いつもご覧くださって本当にありがとうございます。

「私の名前はグレゴリー・ローゼンベルク。お前の実の父親だよ」


 グレゴリーは隣に座る彼女の手をそっと握る。


「エミリアーナ・グラン――。あっ、いえ……。エミリアーナと申します」


 彼女は戸惑っていた。名を名乗るだけなのに胸の奥がぎゅっと締めつけられる。

 《グランデール》の名は血ではなく借りものだ。彼の前ではそれすら名乗るのがためらわれた。


「私に気を遣ってくれたのかい?」


 グレゴリーは彼女に優しく微笑む。


「事情はハイゼン……様から伺いました。しかし突然のことで私もまだ戸惑っているのです」

「それもそうだろうな。……だがお前が喜ぶ物を見せてあげよう」


 グレゴリーはにんまりと笑うと、胸元から一通の手紙を取り出す。


「お前の母親が書いた手紙だ。読んでごらん」

「お母様の……」


 エミリアーナの指がそっと封筒に触れる。

 彼女の鼓動が早まる。震える手でそれを抱きしめるように受け取った。


「手紙が見つかったのか!?」

「以前はありませんでしたよねぇ?」


 ハイゼンとママコルタは、目を丸くする。


「発見したのはつい最近でして。しかも、彼女から貰った本から出てきました。コッコ、持って来てくれるか?」


 コッコは頷き静かに部屋を出ると、一冊の分厚い本を持って来た。本の一部が破られている。


「こちらの裏表紙に隠されていたのです」

「へぇ。よく気が付いたな? グレゴリー」

「ええ、殿下。偶然だったのですが」

「ちょっと拝見しますよ?」


 ママコルタはヒョイと本を手に取ると、裏返して調べ始める。


「そうだ。エミリアーナにも紹介しておこうな。この屋敷の執事で、名はコッコキィ・スナイダーだ」

「どうぞコッコとお呼びになってください。これからよろしくお願い致します」


 彼は、エミリアーナに丁寧にお辞儀をする。


「コッコさん、エミリアーナと申します。こちらこそよろしくお願いします」

「これはご丁寧にありがとうございます。それから私のことは是非コッコとお呼びください。

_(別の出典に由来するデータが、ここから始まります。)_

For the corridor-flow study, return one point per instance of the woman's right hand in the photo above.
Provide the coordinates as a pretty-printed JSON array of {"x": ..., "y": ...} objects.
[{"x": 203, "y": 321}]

お母上のアンリエッタ様にも、そう呼んでいただいておりましたから。

それにしても旦那様、ふとした表情や仕草がアンリエッタ様にそっくりでございますね……ふぐぅっ」


 彼は声を震わせている。


「ああ、そうだな……。まぎれもなく彼女と私の娘だ。見ろあの瞳……、私にそっくりじゃないか。

あんなにも似ているなんてな」

 

 グレゴリーも目元が潤む。


「特に変わったところはないようですねぇ」

「手紙の内容を聞くと更に驚きますよ?」


 本をテーブルに置くママコルタに、グレゴリーはニヤリと笑った。

 静かに手紙を読んでいたエミリアーナが声を上げる。


「これは……!? 母は、これから起こる事が分かっていたようです」

「なに!? ちょっと見せてください」


 ハイゼンが受け取った手紙に目を走らせていると、ママコルタも隣から覗き込んだ。


「足の上に本を落として裏表紙が破損すると書いてあるぞ。おいグレゴリー、本当なのか?」

「はい。しかも右足の親指の上と指定されています。2、3日腫れが引かないとも。実際その通りになりましたよ」

「なんてことだ。彼女は予見していたというのか……」


 部屋に沈黙が流れる。


「私がここを訪ねて来ることも書いてあります」


 エミリアーナが付け加える。


「ハイゼン様、私にも見せてくださいよ。……ふむふむ。

『エミリアーナが素敵な男性達を引き連れて、公爵邸に乗り込んで来るわ! もしかして、婚姻の申し込みなのではないかしら?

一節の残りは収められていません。